Behind the scenes, the BP staff goes through the same thought process. Before we publish the projections, we approach PECOTA’s output with a skeptical eye, on the lookout for anything that could be a bug. But even after we’re satisfied with the spreadsheet and release it to our subscribers, PECOTA retains the capacity to surprise.
That PECOTA sometimes spits out surprising projections is a feature, not a bug. In that sense, it satisfies Bill James’ “80/20 Rule”, which says that a good statistic should conform to our expectations most of the time but still surprise often enough to be interesting. After all, if PECOTA simply confirmed what we already knew about player performance, it wouldn’t be worth the work. But James also (probably) said something like “No statistical finding is immune to the laws of common sense.” Granted, “common” sense might be more loophole than law, but the lesson seems sound: we shouldn’t blindly accept what every statistic says. A surprising stat might be right, but regardless, we’ll learn more by asking why it says what it says than we would by accepting it without question.
Earlier this week, I went on Clubhouse Confidential to talk about some of PECOTA’s more eye-popping projections. This is part of the first of two segments we did:
Before I went on, I wanted to be sure I could explain every stat in an easily digestible way, since there’s only so much time for talking on TV. As part of that process, I tried to anticipate and prepare for the questions and objections that might occur to someone seeing PECOTA projections for the first time.
They say that behind every great projection system is a great sabermetrician. (Note: no one actually says this.) PECOTA’s current keeper is Colin Wyers. As I crammed in the frantic few hours before I went on the air, I queried Colin (with words, not SQL code, though his brain can process both) on GChat. We thought BP readers might enjoy reading his responses, so we’ve republished the IM exchange below. (The transcript has been condensed and cleaned up a bit, so we sound like more eloquent instant messengers than we actually are.) —Ben Lindbergh
Ben: What do you think would be the best way to explain why we have Darvish as the second-most valuable pitcher?
Ben: I can talk about how good he was down the stretch...
Ben: I can also talk about how his comps are Pedro and Clemens.
Colin: In other words, what PECOTA is saying is that Darvish has some talent he showed in Japan that exceeds what he did in MLB last year, and we think he'll start bringing it this year.
Colin: And we think his high K rates are more important to his projection than some of his other stats.
Ben: Also—What do you think I can say about why our projection for the Nationals is more pessimistic than the mainstream perspective? That I will almost certainly be asked.

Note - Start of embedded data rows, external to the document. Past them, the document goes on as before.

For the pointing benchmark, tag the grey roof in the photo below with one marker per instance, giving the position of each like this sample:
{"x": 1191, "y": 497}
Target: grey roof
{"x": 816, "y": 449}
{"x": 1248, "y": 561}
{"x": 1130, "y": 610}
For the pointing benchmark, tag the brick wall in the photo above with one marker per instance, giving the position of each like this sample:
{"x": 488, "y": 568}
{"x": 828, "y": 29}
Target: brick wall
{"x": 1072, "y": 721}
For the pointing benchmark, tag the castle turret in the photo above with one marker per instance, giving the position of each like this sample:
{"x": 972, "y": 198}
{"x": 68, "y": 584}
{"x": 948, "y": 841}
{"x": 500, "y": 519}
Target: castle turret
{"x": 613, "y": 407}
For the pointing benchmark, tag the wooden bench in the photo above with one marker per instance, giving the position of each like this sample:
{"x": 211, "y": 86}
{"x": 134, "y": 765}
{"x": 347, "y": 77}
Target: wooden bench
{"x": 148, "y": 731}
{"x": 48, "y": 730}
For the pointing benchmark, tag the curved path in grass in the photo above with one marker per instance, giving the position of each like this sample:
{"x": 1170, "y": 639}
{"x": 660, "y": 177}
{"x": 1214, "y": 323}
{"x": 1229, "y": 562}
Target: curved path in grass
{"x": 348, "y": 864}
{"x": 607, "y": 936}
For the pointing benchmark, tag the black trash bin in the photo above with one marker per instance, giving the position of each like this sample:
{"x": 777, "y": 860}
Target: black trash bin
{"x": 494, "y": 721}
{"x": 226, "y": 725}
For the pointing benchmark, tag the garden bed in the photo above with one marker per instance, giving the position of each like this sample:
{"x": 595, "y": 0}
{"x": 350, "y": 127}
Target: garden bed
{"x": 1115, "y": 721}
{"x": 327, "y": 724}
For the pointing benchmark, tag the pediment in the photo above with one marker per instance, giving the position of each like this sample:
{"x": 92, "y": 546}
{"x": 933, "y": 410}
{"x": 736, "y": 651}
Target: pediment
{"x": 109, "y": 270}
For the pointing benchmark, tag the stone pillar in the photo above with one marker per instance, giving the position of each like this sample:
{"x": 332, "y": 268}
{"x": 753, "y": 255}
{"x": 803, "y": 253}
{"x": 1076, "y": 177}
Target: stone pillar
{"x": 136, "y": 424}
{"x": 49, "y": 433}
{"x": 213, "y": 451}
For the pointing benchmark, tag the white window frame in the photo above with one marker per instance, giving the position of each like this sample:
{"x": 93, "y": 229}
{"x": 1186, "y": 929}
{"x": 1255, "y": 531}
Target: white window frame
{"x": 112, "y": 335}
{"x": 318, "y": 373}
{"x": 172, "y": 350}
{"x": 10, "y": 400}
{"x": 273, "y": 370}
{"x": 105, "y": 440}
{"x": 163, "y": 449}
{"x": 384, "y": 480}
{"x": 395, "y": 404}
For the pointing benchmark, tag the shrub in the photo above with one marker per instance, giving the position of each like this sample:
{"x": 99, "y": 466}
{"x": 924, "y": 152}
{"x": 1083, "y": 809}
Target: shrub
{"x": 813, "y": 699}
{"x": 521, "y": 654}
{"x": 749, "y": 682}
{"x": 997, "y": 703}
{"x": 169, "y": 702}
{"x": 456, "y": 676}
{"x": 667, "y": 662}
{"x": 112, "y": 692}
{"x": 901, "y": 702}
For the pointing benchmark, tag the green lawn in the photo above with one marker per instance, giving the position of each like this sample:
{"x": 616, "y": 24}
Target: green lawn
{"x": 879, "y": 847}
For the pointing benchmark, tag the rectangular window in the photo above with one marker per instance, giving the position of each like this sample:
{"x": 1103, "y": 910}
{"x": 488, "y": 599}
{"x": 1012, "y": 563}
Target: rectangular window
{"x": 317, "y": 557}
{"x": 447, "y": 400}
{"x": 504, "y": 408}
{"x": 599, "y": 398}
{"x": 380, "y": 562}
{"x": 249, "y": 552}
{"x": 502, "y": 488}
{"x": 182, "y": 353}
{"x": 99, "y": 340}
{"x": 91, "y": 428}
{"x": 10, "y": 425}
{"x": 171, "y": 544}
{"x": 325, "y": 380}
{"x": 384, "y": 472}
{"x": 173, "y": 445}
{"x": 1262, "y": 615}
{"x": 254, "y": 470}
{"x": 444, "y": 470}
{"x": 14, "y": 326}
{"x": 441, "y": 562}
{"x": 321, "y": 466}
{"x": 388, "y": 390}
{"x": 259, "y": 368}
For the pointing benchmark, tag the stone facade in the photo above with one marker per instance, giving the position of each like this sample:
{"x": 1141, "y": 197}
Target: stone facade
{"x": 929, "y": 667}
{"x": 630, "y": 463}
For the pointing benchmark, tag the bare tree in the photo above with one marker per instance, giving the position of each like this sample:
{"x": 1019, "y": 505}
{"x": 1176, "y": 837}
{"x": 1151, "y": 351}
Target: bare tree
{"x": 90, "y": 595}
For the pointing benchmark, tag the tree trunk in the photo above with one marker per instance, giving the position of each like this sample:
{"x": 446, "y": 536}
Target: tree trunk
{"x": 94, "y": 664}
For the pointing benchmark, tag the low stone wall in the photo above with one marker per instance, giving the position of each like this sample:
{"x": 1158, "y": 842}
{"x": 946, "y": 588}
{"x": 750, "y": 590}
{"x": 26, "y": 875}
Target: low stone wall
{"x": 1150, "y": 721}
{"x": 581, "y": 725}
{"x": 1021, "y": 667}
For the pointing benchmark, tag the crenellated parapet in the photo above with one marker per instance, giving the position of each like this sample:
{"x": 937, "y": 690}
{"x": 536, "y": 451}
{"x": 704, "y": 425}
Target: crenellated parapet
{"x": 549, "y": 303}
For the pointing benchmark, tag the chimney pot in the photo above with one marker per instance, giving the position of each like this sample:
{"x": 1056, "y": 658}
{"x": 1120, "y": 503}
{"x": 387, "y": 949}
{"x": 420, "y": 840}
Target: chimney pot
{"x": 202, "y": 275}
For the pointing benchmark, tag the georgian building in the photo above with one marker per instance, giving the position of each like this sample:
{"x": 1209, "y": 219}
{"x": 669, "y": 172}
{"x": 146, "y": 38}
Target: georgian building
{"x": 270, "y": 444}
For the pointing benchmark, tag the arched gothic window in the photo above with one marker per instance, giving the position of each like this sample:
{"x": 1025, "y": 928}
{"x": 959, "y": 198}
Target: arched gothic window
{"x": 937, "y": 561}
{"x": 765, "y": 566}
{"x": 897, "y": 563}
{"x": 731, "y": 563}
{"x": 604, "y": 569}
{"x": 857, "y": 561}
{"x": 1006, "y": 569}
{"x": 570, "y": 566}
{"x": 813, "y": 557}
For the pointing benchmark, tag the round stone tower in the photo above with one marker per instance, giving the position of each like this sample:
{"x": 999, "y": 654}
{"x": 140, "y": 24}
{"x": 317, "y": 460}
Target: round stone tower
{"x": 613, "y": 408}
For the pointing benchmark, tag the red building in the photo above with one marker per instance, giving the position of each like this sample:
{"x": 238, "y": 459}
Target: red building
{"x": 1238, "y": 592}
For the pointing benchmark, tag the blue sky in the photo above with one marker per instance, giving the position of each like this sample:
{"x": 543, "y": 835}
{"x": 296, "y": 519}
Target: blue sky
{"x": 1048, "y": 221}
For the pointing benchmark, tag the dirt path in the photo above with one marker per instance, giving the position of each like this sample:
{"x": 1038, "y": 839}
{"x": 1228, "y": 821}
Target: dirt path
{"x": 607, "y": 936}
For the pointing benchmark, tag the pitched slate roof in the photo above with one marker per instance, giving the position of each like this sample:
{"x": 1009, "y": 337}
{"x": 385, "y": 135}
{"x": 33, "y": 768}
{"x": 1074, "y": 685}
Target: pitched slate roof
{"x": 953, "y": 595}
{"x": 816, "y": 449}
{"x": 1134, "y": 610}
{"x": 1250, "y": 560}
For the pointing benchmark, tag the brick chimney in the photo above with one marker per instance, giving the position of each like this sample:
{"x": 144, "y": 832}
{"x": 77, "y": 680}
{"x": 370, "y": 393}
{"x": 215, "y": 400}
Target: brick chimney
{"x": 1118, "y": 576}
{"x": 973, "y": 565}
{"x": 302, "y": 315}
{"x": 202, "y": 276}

Ben: And 88 wins does sound a little lackluster.
Colin: 88 wins is a good record.
Ben: I know. But they won 98 last year, seemed to get better this winter, and we're projecting five other teams to win more than that.
Ben: So it's a little counterintuitive, at least.
Colin: The core of the Nationals is their starting pitching.
Colin: Gio, Strasburg, and Zimmermann all had the best seasons of their careers last year.
Colin: In terms of WARP—Stras and Zimmermann mostly improved in innings, Gio dropped innings slightly but improved in rates.
Colin: Expecting the three of them to repeat 2012 as a group is essentially fantasy. The odds that at least one of them gets hurt/misses significant time/is ineffective are pretty significant.
Ben: But we are projecting Strasburg to be worth more because of the innings, and the other guys not bad...
Ben: We're projecting them to have a roughly league-average offense, I guess is the other thing.
Colin: We're talking about a team that was sub-.500 two years ago.
Colin: And not as a blip, for every year since they moved to Washington.
Ben: All right. So it sort of falls under the "PECOTA has a long memory" category.
Colin: As for the offense, LaRoche is a 33-year-old who is coming off an Indian Summer season—guys with their career-best year at 32 typically don't hold onto those gains.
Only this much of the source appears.